Earlier this month we have heard from our partner, Erdogan Gundogdu from Eksen Research , who enlightened us about qualitative research in Turkey. I am delighted to welcome him back into The Breakout Room to share with us his top tips for researchers working in Turkey. We partner with Eksen Research as part of The Research Alliance when conducting multi-country studies that include Turkey. We enjoy working together to ensure that research runs smoothly in each and every country that we include.
Over to Erdogan!
When you think of Turkey what do you imagine?
I once attended a seminar in which the presenter details the specifications of his multi-country study. While his respondents in Europe and the USA were given numerous religious options with which to identify (from agnostic to zootheist) his respondents in the Middle East were given no options whatsoever. This misperception fogs the minds of many foreigners prior to entering a Middle Eastern country, particularly Turkey.
People think all Turks wear fez and ride camels. In Istanbul, however, you will find as many people wearing a NY Yankees cap, using an iPod and driving a Carrera as you would see in London
Turkey is the only secular Muslim country, perhaps because it is one of the most industrialised nations in the world. So, get prepared for surprises: attire, hospitality, cuisine and Istanbul!
About half of the country’s residents are under 25 years old, which stands for nearly 36 million people. Youth in Turkey is one of the reasons why it rapidly and easily adopts new technologies and products. For instance, there are now more than 66 million mobile phones in use in Turkey; that is 92% of the entire population. Internet penetration rate is around 45%, which is a good indicator of rapid development: internet penetration was below 20% as recently as 2004. Turkey ranks in fourth place in the world in terms of Facebook usage, with 22.5 million members in July 2010.
Turkey is among the fastest-growing markets in the world, with the 17th largest economy. Like the country itself, market research is an emerging sector.
Qualitative research in Turkey
Although fairly new, the Turkish market-research sector produced about $150 million (U.S.) of revenue in 2010, compared to $43 million in 2002. The heart of Turkish market research beats in Istanbul. This is not a coincidence, since Istanbul is the largest city in Turkey, followed by Ankara and Izmir.
We usually suggest and use Istanbul, Ankara and Izmir for our qualitative studies because they represent more than 30% of the Turkish population and create more than 30% of its gross national product. The data and insights we collect in these three cities best represent the country as a whole.
If we need to talk to physicians, for example, it is normal to target only these cities where people are able to access all of the products and services that domestic and international brands offer. Since there are hundreds of hospitals in these three cities, different types of specialities are easily reached without going any farther.
This is not only practical but also logical. While there are nephrologists in Istanbul, there are none in the city of Mardin. Patients in Mardin who need a nephrologist go to the closest big city where a nephrologist practices. Therefore, you have to follow the same logic to find patients or consumers who regularly use nephrology drugs and/or devices.

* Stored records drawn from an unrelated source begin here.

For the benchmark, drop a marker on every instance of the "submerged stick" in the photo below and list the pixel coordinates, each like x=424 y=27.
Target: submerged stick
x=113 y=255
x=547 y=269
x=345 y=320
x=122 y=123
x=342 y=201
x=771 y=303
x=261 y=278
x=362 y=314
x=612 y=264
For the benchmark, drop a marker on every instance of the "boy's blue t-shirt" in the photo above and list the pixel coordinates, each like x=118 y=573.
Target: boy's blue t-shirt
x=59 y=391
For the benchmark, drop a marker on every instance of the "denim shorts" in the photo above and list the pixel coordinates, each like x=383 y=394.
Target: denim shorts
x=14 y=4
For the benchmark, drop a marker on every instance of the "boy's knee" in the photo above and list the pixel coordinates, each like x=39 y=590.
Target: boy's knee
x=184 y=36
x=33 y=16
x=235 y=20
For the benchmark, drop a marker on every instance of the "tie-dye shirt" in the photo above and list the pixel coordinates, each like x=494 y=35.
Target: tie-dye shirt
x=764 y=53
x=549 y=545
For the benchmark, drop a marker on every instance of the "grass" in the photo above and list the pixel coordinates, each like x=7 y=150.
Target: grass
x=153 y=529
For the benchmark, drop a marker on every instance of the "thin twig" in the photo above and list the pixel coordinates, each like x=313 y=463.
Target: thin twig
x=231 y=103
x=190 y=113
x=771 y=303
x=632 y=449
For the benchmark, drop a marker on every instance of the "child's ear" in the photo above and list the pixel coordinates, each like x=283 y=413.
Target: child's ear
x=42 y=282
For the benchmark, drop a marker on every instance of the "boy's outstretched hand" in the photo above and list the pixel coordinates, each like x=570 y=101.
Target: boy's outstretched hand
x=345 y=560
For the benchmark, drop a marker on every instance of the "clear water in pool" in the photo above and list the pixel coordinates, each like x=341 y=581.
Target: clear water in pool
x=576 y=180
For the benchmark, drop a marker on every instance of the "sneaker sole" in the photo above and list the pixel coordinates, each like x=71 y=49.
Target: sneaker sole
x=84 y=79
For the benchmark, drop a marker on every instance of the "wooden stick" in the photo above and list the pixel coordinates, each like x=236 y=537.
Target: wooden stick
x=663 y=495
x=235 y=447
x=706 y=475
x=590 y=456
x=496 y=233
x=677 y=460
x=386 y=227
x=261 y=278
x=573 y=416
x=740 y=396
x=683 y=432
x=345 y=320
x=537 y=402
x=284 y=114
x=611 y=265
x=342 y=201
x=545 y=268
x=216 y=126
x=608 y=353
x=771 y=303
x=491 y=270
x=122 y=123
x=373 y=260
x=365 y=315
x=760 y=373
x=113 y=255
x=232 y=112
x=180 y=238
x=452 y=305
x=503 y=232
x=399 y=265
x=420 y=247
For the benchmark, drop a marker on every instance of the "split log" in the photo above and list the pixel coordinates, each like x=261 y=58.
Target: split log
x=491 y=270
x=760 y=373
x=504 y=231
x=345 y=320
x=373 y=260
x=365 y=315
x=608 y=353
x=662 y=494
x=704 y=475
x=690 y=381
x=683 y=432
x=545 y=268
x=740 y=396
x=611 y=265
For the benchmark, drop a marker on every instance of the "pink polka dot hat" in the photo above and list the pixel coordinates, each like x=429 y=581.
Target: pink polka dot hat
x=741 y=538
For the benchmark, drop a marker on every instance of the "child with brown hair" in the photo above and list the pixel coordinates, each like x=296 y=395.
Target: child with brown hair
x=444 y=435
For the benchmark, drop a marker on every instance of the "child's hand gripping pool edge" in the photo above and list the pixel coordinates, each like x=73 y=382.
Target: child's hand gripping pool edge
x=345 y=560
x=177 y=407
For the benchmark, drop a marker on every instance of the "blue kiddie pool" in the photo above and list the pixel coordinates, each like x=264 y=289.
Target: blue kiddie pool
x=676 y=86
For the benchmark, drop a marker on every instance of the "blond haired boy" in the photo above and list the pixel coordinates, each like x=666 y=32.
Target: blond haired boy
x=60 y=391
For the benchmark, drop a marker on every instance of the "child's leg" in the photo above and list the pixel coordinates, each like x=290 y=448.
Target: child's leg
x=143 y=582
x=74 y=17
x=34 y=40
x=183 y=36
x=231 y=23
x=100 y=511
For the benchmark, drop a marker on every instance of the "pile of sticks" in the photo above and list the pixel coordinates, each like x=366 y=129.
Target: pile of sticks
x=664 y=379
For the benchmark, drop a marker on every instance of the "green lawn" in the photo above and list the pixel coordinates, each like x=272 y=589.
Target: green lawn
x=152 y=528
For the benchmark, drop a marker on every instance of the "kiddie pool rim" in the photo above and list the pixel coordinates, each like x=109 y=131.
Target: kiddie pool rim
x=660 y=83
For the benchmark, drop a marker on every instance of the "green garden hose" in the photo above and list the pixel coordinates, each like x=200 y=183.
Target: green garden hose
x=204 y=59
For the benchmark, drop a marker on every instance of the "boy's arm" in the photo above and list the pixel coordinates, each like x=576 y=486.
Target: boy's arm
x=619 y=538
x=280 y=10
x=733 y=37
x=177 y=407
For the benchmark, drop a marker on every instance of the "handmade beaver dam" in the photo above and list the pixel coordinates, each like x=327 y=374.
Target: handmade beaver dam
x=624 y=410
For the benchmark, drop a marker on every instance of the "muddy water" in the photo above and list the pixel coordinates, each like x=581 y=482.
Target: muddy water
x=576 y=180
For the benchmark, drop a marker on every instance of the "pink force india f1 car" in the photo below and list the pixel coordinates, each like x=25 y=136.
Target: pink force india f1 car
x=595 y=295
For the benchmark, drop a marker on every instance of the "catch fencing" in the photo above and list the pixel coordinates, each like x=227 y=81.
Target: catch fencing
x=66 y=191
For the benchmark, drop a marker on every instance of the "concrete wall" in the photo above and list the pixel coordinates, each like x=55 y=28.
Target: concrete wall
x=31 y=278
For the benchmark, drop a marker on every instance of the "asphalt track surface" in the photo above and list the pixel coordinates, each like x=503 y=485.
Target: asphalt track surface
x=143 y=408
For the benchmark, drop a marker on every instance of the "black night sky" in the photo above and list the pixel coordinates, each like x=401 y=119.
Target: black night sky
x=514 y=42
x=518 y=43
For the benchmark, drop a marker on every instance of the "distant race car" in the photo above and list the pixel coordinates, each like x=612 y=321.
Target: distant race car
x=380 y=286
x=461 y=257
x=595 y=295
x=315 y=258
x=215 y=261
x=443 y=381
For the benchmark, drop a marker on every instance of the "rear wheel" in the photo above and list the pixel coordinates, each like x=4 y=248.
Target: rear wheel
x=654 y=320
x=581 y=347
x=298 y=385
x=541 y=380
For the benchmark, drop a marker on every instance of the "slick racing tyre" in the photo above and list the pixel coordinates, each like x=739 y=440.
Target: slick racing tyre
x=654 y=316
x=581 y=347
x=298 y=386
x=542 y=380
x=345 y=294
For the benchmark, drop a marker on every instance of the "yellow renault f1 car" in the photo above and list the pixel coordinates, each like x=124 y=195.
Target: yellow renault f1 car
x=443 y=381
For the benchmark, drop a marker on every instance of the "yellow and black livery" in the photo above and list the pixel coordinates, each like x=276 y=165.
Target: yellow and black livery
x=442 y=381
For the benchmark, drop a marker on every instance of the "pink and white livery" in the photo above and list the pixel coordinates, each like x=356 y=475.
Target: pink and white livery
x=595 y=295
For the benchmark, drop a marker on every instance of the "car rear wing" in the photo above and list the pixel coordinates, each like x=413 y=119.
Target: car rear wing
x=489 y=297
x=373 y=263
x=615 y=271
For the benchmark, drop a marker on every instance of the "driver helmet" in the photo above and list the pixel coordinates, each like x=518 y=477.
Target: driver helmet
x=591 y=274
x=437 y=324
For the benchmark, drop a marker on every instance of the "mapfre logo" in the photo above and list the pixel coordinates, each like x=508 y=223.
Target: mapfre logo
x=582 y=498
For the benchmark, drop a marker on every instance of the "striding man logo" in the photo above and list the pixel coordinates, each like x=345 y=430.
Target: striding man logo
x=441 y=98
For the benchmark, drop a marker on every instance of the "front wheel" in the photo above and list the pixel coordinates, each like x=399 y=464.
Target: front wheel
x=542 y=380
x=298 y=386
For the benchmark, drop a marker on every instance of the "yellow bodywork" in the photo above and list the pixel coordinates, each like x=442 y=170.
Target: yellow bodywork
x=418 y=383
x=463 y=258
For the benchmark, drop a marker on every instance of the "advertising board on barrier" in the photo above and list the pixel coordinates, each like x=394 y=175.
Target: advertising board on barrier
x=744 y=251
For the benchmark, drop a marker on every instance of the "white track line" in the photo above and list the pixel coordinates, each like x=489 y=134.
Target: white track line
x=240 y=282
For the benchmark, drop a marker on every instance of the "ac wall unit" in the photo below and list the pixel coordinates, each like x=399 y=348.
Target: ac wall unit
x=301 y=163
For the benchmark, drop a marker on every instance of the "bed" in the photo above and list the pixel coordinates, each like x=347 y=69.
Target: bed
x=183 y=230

This raises the point of geographic representation. Do not take the world “representative” geographically. Being representative does not always mean that we have to visit each of the 81 cities in Turkey. If you conduct a study on fast moving consumer goods (FMCGs), you can pick any city on the map. When you carry out a study on healthcare professionals, though, do not attempt to include every region in Turkey, since your product reaches only a dozen cities at most.
You can find perfect facilities for research in Istanbul, and decent ones in Ankara and Izmir, for your focus groups and in-depth interviews. Apart from these three cities, you will need hotels for your research.
Broadband internet connection (ADSL) has recently become common everywhere in Turkey. That is why we are now able to offer web streaming for focus groups and in-depth interviews, and some agencies have started providing such services.
Most important, the general population in Turkey is now more familiar with market research. Until recently, if a cab driver asked, I needed to give examples to explain what I was dealing with. Otherwise, he would keep asking about politics and who would win the next election!
Now, nobody asks what a focus group or an online survey is. This is partly because market research methods are publicized on TV, thanks to opinion polls, and partly because people are constantly contacted by competing agencies.
Happily, I no longer see building gates with signs saying “Forbidden for marketers and interviewers!” Not long ago, I even saw this disturbing signage every time I entered the building where I live.